OpenSet Semantic SLAM
The goal of the project is to create a Simultaneous Localization and Mapping algorithm that, besides estimating the camera trajectory and the geometry of the scene, also obtains object instances. These object instances should not be restricted to a fixed set of classes (e.g., chair, table). Hence, the problem is open set segmentation.
Language-Conditioned Interaction Trajectories for Robotic Manipulation
The project aims to explore how language conditioning can be integrated with vision encoders to accurately predict interaction trajectories for robotic manipulation tasks.
Digital Twin for Spot's Home
MOTIVATION ⇾ Creating a digital twin of the robot's environment is crucial for several reasons: 1. Simulate Different Robots: Test various robots in a virtual environment, saving time and resources. 2. Accurate Evaluation: Precisely assess robot interactions and performance. 3. Enhanced Flexibility: Easily modify scenarios to develop robust systems. 4. Cost Efficiency: Reduce costs by identifying issues in virtual simulations. 5. Scalability: Replicate multiple environments for comprehensive testing. PROPOSAL We propose to create a digital twin of our Semantic environment, designed in your preferred graphics Platform to be able to simulate Reinforcement Learning agents in the digital environment, to create a unified evaluation platform for robotic tasks.
KALLAX Benchmark: Evaluating Household Tasks
Motivation ⇾ There are three ways to evaluate robots for pick-and-place tasks at home: 1. Simulation setups: High reproducibility but hard to simulate real-world complexities and perception noise. 2. Competitions: Good for comparing overall systems but require significant effort and can't be done frequently. 3. Custom lab setups: Common but lead to overfitting and lack comparability between labs. Proposal ⇾ We propose using IKEA furniture to create standardized, randomized setups that researchers can easily replicate. E.g, a 4x4 KALLAX unit with varying door knobs and drawer positions, generating tasks like "move the cup from the upper right shelf into the black drawer." This prevents overfitting and allows for consistent evaluation across different labs.
Semantic SLAM for Robotic Scene Understanding
MOTIVATION Most 3D scene understanding work applied in the field of robotics realy on two main assumptions: 1. Detailed and accurate 3D reconstructions 2. Reliable semantic segmentation PROPOSAL We propose to use the robot itself for mapping, and then performing the Semantic Segmentation task on the on-board computer. This will allow us to have an end-to-end pipeline to perform scen understanding in real time on the Spot robot.

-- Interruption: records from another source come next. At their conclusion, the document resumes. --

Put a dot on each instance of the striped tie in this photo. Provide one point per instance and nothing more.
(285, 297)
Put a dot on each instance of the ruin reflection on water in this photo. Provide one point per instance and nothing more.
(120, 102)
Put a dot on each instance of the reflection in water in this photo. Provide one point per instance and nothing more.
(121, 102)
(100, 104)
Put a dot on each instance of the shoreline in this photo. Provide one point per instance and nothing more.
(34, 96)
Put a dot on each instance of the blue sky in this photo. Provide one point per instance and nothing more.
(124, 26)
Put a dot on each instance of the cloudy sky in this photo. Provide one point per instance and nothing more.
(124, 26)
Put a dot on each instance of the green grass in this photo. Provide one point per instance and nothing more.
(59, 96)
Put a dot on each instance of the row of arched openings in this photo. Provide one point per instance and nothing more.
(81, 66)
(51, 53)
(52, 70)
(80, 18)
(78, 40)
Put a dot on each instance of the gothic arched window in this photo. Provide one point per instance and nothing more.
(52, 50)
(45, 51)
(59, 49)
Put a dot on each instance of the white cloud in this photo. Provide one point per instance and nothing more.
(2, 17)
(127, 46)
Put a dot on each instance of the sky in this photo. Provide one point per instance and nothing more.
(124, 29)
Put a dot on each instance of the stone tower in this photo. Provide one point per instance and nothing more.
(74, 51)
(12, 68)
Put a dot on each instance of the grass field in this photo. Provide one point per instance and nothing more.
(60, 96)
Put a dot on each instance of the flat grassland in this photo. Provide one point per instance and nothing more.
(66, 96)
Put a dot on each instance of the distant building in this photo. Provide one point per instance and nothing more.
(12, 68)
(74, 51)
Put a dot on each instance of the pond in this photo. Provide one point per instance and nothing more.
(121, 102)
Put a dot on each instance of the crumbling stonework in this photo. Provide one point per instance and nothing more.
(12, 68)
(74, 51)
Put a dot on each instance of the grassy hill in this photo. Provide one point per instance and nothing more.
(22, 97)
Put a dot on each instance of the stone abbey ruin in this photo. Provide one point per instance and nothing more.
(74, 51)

Egocentric Video Understanding for Environment Interaction
Motivation ⇾ We want to train robots to interact in everyday home environments. But the robot needs data to learn from. 1. The robot needs data from humans to naturally interact with the environment. 2. We need ground-truth of the interaction to evaluate methods. 3. The setup needs to be robust and versatile such that we can make many recordings. Proposal ⇾ We want to develop a 3D ground-truth methodology for environment interactions. We need a setup that is easier to transport than the classical “camera domes” that just record dynamic scenes from every angle. Instead we combine static scans with egocentric and a few exocentric video cameras. Our goal is to be able to track the dynamic states of the functional elements within 1 cm accuracy. With this we can then go to any home and record interactions with high accuracy.
Warping Voxel-grids for 3D Robotic Mapping
This project aims to integrate loop closure optimization into voxel-based 3D mapping by developing a method to warp the voxel grid in response to updated camera trajectories. This approach eliminates the need to rebuild the map from scratch, enhancing the efficiency and adaptability of 3D mapping in real-world scenarios.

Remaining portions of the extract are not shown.